- Theatrical release poster
- Directed by: Fernando Villarán
- Written by: Gonzalo Ladines Fernando Villarán
- Produced by: Alejandro Cacetta Gonzalo Ladines Veronica Perez Orbezo
- Starring: Carlos Carlín Gianella Neyra Pelo Madueño Manuel Gold Vanessa Saba
- Cinematography: Pato Fuster
- Edited by: Javier Becerra Heraud
- Production companies: Funny Games Films Cinecolor Films FAM Contenidos
- Release date: April 11, 2019;
- Running time: 85 minutes
- Countries: Peru Argentina
- Language: Spanish

= Youtuber Dad =

Youtuber Dad (Spanish: Papá Youtuber) is a 2019 comedy film directed by Fernando Villarán and written by Villarán and Gonzalo Ladines. It stars Carlos Carlín, Gianella Neyra, Pelo Madueño, Manuel Gold and Vanessa Saba. It premiered on April 11, 2019, in Peruvian theaters.

== Synopsis ==
Rómulo is a father of a family with little sympathy for technology who is fired by his new boss, a young millennial.
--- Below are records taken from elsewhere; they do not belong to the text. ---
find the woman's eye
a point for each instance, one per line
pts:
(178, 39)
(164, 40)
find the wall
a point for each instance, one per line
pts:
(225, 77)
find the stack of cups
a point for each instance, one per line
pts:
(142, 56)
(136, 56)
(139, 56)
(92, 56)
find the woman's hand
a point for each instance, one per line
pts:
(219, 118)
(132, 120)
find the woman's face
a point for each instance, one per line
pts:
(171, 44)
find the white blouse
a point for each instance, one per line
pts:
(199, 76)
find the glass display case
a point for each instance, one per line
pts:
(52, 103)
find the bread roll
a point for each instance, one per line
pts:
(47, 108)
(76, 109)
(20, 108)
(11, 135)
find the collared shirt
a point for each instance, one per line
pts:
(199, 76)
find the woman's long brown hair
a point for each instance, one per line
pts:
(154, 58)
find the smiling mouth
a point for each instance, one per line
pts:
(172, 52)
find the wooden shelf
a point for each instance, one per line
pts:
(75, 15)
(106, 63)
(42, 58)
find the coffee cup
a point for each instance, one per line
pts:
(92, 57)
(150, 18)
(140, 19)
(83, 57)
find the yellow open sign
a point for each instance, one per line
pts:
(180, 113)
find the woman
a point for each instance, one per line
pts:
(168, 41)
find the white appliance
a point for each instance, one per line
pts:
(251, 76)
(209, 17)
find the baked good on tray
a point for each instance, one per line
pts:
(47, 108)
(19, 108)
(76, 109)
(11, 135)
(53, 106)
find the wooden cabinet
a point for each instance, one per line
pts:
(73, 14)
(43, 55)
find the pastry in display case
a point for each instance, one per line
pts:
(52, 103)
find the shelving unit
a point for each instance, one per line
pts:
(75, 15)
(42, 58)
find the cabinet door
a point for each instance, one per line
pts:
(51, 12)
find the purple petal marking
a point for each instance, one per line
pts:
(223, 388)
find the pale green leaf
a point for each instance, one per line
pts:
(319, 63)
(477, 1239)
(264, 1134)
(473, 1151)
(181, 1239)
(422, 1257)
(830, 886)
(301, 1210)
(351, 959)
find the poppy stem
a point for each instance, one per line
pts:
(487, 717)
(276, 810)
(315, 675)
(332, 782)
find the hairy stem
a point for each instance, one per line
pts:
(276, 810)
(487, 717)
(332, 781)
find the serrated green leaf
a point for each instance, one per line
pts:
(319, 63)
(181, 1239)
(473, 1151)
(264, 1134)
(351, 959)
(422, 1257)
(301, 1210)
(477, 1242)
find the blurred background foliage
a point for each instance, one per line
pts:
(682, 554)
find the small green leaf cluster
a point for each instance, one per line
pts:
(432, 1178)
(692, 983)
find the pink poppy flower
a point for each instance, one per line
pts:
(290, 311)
Desperate not to lose his home and after finding out that his wife is pregnant, he decides to become a YouTuber, for which he will need the help of his two misunderstood children.

== Cast ==
The actors participating in this film are:

- Carlos Carlin as Rómulo
- Gianella Neyra as Lucía
- Thiago Bejar
- Valentina Izquierdo
- Manuel Gold
- Analía Laos as Passenger taxi
- Pelo Madueño
- Ebelín Ortiz
- Rodrigo Palacios
- Jely Reátegui
- Vanessa Saba

== Production ==
Principal photography began at the end of August 2018 in the districts of Lima and Callao, and the recordings ended on September 25, 2018, after 4 weeks.

== Awards ==

| Year | Award | Category | Recipient | Result | Ref. |
| 2020 | Luces Awards | Best Film | Youtuber Dad | Nominated |  |
| Best Actor | Carlos Carlín | Nominated |
| Best Supporting Actress | Gianella Neyra | Won |  |

== Remakes ==
At the end of January 2021 it was announced that the film will have 2 remakes made in France by StudioCanal and Spain by YouthPlanet Films.